ClinicalTrials.gov
ClinicalTrials.gov Menu

Lower-Limb Adventitial Infusion of DexaMethasone Via Bullfrog to Reduce Occurrence of Restenosis After Percutaneous Transluminal Angioplasty Revascularization (LIMBO-PTA)

The safety and scientific validity of this study is the responsibility of the study sponsor and investigators. Listing a study does not mean it has been evaluated by the U.S. Federal Government. Know the risks and potential benefits of clinical studies and talk to your health care provider before participating. Read our disclaimer for details.
ClinicalTrials.gov Identifier: NCT02479555
Recruitment Status : Recruiting
First Posted : June 24, 2015
Last Update Posted : March 22, 2017
Sponsor:
Information provided by (Responsible Party):
Mercator MedSystems, Inc.

Brief Summary:
This is a prospective, multi-center, randomized pilot study to document the effects of adventitial delivery of dexamethasone after balloon angioplasty of lesions below the knee in symptomatic patients with critical limb ischemia (CLI).

Condition or disease Intervention/treatment Phase
Chronic Limb Ischemia Drug: Dexamethasone sodium phosphate injection, USP, 4 mg/mL Phase 2

Detailed Description:
This is a prospective, multi-center, randomized pilot study to document the effects of adventitial delivery of dexamethasone sodium phosphate injection (4 mg/mL) after balloon angioplasty of lesions below the knee in symptomatic patients with critical limb ischemia (CLI). Up to 120 patients (60 treatment and 60 control), including up to 20 Rutherford 6 patients (10 treatment and 10 control) at up to 30 sites in Europe and the United States. This study will assess the safety and effectiveness of Bullfrog Micro-Infusion Device adventitial deposition of dexamethasone in reducing inflammation and restenosis in patients with clinical evidence of chronic critical limb ischemia with an angiographically significant lesion in the infrapopliteal crural vessels.
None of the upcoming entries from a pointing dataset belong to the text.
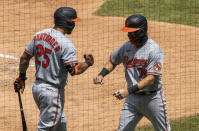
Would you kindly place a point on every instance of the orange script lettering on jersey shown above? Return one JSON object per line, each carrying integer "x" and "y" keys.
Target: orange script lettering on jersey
{"x": 49, "y": 39}
{"x": 134, "y": 62}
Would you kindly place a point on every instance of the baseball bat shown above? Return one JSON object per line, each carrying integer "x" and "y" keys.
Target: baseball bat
{"x": 22, "y": 113}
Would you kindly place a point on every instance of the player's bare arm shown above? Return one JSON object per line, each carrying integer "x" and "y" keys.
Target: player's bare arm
{"x": 79, "y": 68}
{"x": 122, "y": 93}
{"x": 19, "y": 83}
{"x": 108, "y": 67}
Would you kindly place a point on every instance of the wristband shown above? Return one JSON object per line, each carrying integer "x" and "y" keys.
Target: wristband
{"x": 22, "y": 76}
{"x": 104, "y": 72}
{"x": 88, "y": 63}
{"x": 133, "y": 89}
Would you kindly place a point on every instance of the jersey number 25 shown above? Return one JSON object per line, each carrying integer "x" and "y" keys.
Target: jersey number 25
{"x": 43, "y": 52}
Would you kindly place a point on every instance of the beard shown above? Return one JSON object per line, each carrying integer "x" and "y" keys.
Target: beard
{"x": 135, "y": 41}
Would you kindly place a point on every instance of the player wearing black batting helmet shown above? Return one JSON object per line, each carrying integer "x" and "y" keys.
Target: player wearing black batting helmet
{"x": 66, "y": 17}
{"x": 142, "y": 59}
{"x": 136, "y": 26}
{"x": 55, "y": 58}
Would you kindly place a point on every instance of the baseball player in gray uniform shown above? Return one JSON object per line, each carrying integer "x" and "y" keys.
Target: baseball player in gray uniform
{"x": 142, "y": 59}
{"x": 55, "y": 56}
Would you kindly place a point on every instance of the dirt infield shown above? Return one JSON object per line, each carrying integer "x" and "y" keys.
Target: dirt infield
{"x": 90, "y": 107}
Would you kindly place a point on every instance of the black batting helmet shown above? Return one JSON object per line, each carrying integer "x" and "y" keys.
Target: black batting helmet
{"x": 138, "y": 24}
{"x": 66, "y": 17}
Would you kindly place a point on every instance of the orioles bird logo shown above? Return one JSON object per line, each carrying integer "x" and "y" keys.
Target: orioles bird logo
{"x": 157, "y": 66}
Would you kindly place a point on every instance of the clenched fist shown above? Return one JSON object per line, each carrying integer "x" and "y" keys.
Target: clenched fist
{"x": 89, "y": 59}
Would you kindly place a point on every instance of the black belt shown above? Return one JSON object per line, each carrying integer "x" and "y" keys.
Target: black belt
{"x": 146, "y": 92}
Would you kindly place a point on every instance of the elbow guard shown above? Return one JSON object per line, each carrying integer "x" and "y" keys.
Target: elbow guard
{"x": 72, "y": 68}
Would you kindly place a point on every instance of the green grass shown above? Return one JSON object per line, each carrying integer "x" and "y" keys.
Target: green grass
{"x": 174, "y": 11}
{"x": 182, "y": 124}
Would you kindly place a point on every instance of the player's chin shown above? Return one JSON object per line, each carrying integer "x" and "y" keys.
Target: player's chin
{"x": 136, "y": 43}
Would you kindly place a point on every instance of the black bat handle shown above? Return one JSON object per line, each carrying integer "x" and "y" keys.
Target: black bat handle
{"x": 22, "y": 113}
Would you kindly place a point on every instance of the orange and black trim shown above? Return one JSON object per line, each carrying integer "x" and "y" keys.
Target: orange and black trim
{"x": 77, "y": 19}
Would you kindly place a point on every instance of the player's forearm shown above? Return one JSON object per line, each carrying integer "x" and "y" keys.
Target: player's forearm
{"x": 82, "y": 66}
{"x": 149, "y": 80}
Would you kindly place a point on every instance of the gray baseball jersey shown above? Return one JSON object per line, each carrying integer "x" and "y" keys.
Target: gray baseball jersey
{"x": 138, "y": 63}
{"x": 52, "y": 50}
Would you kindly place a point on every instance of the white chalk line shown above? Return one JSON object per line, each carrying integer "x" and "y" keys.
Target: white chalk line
{"x": 28, "y": 87}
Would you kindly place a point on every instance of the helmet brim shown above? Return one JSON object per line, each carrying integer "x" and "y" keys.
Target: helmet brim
{"x": 77, "y": 19}
{"x": 128, "y": 29}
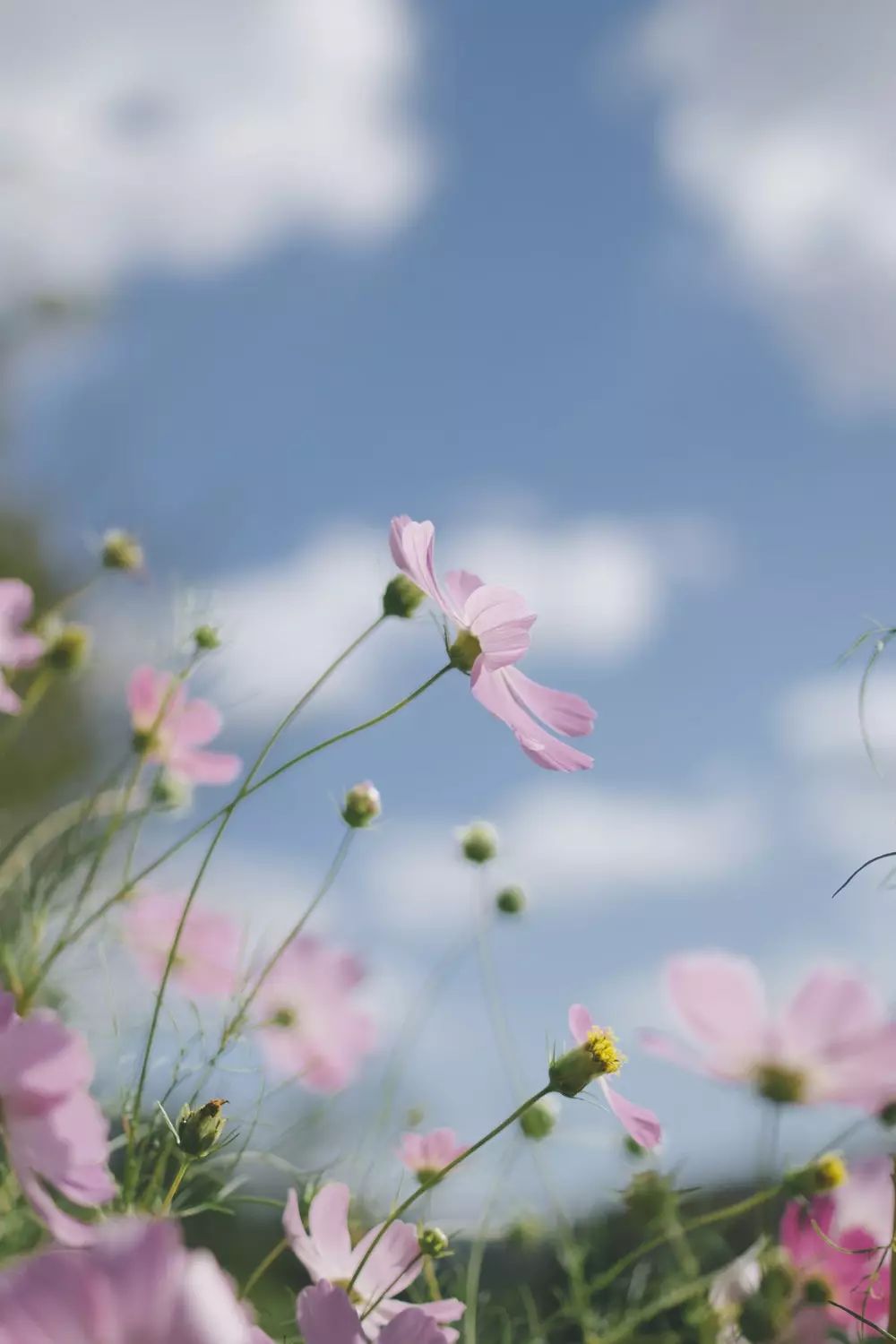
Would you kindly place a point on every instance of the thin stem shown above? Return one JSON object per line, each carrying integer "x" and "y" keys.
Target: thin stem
{"x": 274, "y": 1254}
{"x": 443, "y": 1174}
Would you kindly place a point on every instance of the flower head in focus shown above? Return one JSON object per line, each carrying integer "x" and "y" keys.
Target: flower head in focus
{"x": 325, "y": 1250}
{"x": 54, "y": 1132}
{"x": 595, "y": 1056}
{"x": 207, "y": 960}
{"x": 134, "y": 1285}
{"x": 426, "y": 1155}
{"x": 308, "y": 1018}
{"x": 492, "y": 633}
{"x": 172, "y": 730}
{"x": 834, "y": 1040}
{"x": 18, "y": 648}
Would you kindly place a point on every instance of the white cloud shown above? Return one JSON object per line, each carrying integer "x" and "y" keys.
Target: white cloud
{"x": 775, "y": 125}
{"x": 565, "y": 847}
{"x": 180, "y": 134}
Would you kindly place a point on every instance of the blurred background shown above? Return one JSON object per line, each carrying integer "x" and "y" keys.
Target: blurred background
{"x": 607, "y": 292}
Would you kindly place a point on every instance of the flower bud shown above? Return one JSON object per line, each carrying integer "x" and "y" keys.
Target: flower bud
{"x": 66, "y": 648}
{"x": 121, "y": 551}
{"x": 478, "y": 841}
{"x": 402, "y": 597}
{"x": 433, "y": 1242}
{"x": 511, "y": 900}
{"x": 362, "y": 806}
{"x": 538, "y": 1120}
{"x": 199, "y": 1131}
{"x": 206, "y": 637}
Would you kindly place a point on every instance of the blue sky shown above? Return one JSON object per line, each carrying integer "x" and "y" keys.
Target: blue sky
{"x": 554, "y": 346}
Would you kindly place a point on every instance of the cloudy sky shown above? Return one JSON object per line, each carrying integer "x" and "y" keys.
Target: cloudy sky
{"x": 611, "y": 297}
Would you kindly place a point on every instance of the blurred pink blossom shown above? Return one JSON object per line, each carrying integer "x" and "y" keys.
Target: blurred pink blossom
{"x": 834, "y": 1040}
{"x": 637, "y": 1121}
{"x": 207, "y": 960}
{"x": 18, "y": 648}
{"x": 493, "y": 624}
{"x": 136, "y": 1285}
{"x": 429, "y": 1153}
{"x": 185, "y": 728}
{"x": 325, "y": 1316}
{"x": 308, "y": 1019}
{"x": 53, "y": 1129}
{"x": 327, "y": 1253}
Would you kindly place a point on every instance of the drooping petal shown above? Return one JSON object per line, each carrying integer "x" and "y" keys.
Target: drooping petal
{"x": 559, "y": 710}
{"x": 637, "y": 1121}
{"x": 581, "y": 1023}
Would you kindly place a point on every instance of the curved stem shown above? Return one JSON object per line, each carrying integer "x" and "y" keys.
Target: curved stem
{"x": 443, "y": 1174}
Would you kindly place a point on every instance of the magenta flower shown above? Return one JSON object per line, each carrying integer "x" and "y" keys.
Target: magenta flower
{"x": 325, "y": 1316}
{"x": 54, "y": 1132}
{"x": 599, "y": 1043}
{"x": 426, "y": 1155}
{"x": 18, "y": 648}
{"x": 308, "y": 1018}
{"x": 175, "y": 734}
{"x": 207, "y": 960}
{"x": 327, "y": 1253}
{"x": 492, "y": 636}
{"x": 136, "y": 1285}
{"x": 834, "y": 1042}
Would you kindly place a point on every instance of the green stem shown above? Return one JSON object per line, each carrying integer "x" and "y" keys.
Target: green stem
{"x": 422, "y": 1190}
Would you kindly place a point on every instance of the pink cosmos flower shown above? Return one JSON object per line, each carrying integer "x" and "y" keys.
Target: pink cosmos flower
{"x": 136, "y": 1285}
{"x": 429, "y": 1153}
{"x": 308, "y": 1019}
{"x": 185, "y": 728}
{"x": 327, "y": 1253}
{"x": 834, "y": 1042}
{"x": 54, "y": 1132}
{"x": 207, "y": 959}
{"x": 492, "y": 636}
{"x": 18, "y": 648}
{"x": 637, "y": 1121}
{"x": 325, "y": 1316}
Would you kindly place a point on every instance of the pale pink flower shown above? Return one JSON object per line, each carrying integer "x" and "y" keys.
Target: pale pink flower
{"x": 53, "y": 1129}
{"x": 637, "y": 1121}
{"x": 207, "y": 960}
{"x": 325, "y": 1316}
{"x": 493, "y": 624}
{"x": 327, "y": 1253}
{"x": 429, "y": 1153}
{"x": 308, "y": 1018}
{"x": 834, "y": 1040}
{"x": 136, "y": 1285}
{"x": 18, "y": 648}
{"x": 185, "y": 728}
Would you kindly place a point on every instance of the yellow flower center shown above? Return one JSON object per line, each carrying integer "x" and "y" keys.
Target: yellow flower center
{"x": 602, "y": 1047}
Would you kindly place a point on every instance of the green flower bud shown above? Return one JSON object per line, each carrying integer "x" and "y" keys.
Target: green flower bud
{"x": 540, "y": 1118}
{"x": 433, "y": 1242}
{"x": 121, "y": 551}
{"x": 511, "y": 900}
{"x": 478, "y": 841}
{"x": 402, "y": 597}
{"x": 362, "y": 806}
{"x": 199, "y": 1131}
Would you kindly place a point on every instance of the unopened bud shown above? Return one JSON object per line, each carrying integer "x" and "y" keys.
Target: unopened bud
{"x": 199, "y": 1131}
{"x": 121, "y": 551}
{"x": 478, "y": 841}
{"x": 433, "y": 1242}
{"x": 66, "y": 648}
{"x": 511, "y": 900}
{"x": 402, "y": 597}
{"x": 362, "y": 806}
{"x": 540, "y": 1118}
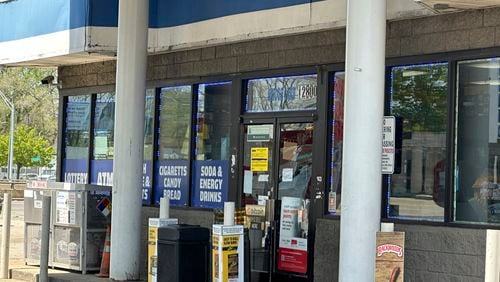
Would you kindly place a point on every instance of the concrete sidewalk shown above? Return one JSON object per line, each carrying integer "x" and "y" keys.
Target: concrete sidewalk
{"x": 30, "y": 273}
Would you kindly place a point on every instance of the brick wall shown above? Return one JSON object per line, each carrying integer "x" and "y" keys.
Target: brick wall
{"x": 432, "y": 253}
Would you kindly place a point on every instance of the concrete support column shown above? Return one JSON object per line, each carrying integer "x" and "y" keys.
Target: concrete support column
{"x": 363, "y": 117}
{"x": 129, "y": 139}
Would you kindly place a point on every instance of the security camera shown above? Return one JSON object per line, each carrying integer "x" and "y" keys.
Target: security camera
{"x": 47, "y": 80}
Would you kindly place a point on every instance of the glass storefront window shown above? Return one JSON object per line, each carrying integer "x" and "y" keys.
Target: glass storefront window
{"x": 477, "y": 193}
{"x": 76, "y": 139}
{"x": 419, "y": 97}
{"x": 213, "y": 124}
{"x": 174, "y": 145}
{"x": 102, "y": 161}
{"x": 104, "y": 121}
{"x": 289, "y": 93}
{"x": 337, "y": 129}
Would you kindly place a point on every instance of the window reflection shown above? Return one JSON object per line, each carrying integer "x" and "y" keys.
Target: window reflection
{"x": 477, "y": 196}
{"x": 419, "y": 97}
{"x": 104, "y": 126}
{"x": 175, "y": 123}
{"x": 213, "y": 121}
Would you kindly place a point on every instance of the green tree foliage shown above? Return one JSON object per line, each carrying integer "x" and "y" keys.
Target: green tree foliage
{"x": 36, "y": 104}
{"x": 419, "y": 96}
{"x": 30, "y": 149}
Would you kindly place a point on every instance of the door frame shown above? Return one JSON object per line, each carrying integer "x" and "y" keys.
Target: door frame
{"x": 318, "y": 170}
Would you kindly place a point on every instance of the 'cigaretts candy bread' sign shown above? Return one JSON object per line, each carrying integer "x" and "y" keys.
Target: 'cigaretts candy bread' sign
{"x": 390, "y": 257}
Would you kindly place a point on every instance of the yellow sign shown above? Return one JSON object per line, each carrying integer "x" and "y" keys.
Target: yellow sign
{"x": 227, "y": 254}
{"x": 255, "y": 210}
{"x": 259, "y": 159}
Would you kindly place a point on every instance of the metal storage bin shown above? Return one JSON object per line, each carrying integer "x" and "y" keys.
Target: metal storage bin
{"x": 79, "y": 217}
{"x": 183, "y": 253}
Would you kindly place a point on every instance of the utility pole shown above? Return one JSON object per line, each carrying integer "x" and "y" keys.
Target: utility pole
{"x": 10, "y": 105}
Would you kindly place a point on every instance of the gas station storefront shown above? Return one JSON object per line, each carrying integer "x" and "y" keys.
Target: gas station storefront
{"x": 285, "y": 122}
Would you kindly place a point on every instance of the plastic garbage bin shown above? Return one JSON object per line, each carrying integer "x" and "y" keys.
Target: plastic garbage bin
{"x": 183, "y": 253}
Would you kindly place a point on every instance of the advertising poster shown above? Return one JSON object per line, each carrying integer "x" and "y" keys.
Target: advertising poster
{"x": 172, "y": 181}
{"x": 388, "y": 144}
{"x": 210, "y": 185}
{"x": 390, "y": 257}
{"x": 75, "y": 171}
{"x": 101, "y": 172}
{"x": 227, "y": 253}
{"x": 147, "y": 177}
{"x": 77, "y": 116}
{"x": 259, "y": 159}
{"x": 292, "y": 251}
{"x": 154, "y": 224}
{"x": 65, "y": 207}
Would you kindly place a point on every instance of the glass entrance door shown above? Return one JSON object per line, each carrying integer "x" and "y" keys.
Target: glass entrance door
{"x": 277, "y": 170}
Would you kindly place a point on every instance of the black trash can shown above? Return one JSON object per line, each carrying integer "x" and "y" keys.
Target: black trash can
{"x": 183, "y": 253}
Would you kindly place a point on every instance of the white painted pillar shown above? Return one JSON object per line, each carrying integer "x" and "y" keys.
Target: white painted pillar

Study Type : Interventional  (Clinical Trial)
Estimated Enrollment : 120 participants
Allocation: Randomized
Intervention Model: Parallel Assignment
Masking: Single (Participant)
Primary Purpose: Treatment
Official Title: LIMBO-PTA: Lower-Limb Adventitial Infusion of DexaMethasone Via Bullfrog to Reduce Occurrence of Restenosis After Percutaneous Transluminal Angioplasty Revascularization
Study Start Date : January 2016
Estimated Primary Completion Date : August 2018
Estimated Study Completion Date : February 2020

Resource links provided by the National Library of Medicine

MedlinePlus related topics: Angioplasty

Arm Intervention/treatment
Active Comparator: Treatment Group: Dexamethasone Delivery

Up to 60 angioplasty procedures at up to 30 sites in Europe and in the United States.

Patients will be randomized 1:1 to receive either the active treatment or control therapy.

Treatment Group: Standard endovascular revascularization therapy consisting of angioplasty followed by Dexamethasondihydrogenphosphat-dinatrium (Ph.Eur.) 4 mg/mL Injektionslösung and with or without stent placement. The drug is diluted to 3.2 mg/mL and administered to the adventitia per Bullfrog Instructions for Use in a dose of 0.8 mg dexamethasone (0.25 mL) per cm of desired vessel treatment length, up to 30 cm.

Drug: Dexamethasone sodium phosphate injection, USP, 4 mg/mL

Post-balloon angioplasty revascularization, the unblinded Pharmacist will prepare a sterile 20 mL syringe (Luer locking) with 16 mL of investigational drug or placebo per assignment. The unblinded Pharmacist provides syringe to investigator. Syringe shall only be labeled with the study number, patient number, randomization number and "Investigational Drug".

"Investigational Drug" will be administered via Bullfrog Micro-Infusion Device.


No Intervention: Control Group

Up to 60 angioplasty procedures at up to 30 sites in Europe and in the United States.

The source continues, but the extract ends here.